Mary Rowlandson's short works displayed the puritanical ways of accepting their fates, and
any obstacles in their ways were tests from God. This way of thinking and living is
personified in her (basically) short narrative tale of herself being captured by Indians, and
her daughter being killed by the savages by the way.
Jonathan Edwards, a exceptionally intelligent man, able to manipulate people. A slight step
up from Puritanism, the religion that he professed was one in which a person could only be
saved if they were elected by God above. Hey, some saved was better than no
saved...right? This form of believing didn't hold under scrutiny either, as the evolution of
religion shows, for example look at today. You could be saved only if you were elected,
and once you were elected you could do no wrong, you were just short of divinity here on
earth. What followed this election, was usually prosperity, power and the like, and those
who had these things were assumed to be elect...almost a way to make yourself elect...?
This didn't last long as people continued to become more open minded...for America was
giving them the freedom to do this, along with many other freedoms.

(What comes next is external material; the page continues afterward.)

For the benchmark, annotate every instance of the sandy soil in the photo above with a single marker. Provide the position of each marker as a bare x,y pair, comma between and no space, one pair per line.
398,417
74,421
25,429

Thomas Jefferson, America's 3rd president, and an accomplished one at that. Jefferson
helped bring into exhistance the Declaration of Independence.
He also bought a huge amount of land from Napolean, known as the Lousiana Purchase
for 15 Million dollars, what a deal! Napolean definately needed money to finance his little
war, tsk tsk.
A real thinker in the enlightenment also.
Washington Irving, named after George Washington was a famous writer who very
possibly invented the short story. Irving created such characters as Ichabod Crane and Rip
James Fenimore Cooper possibly the first American author that used fiction.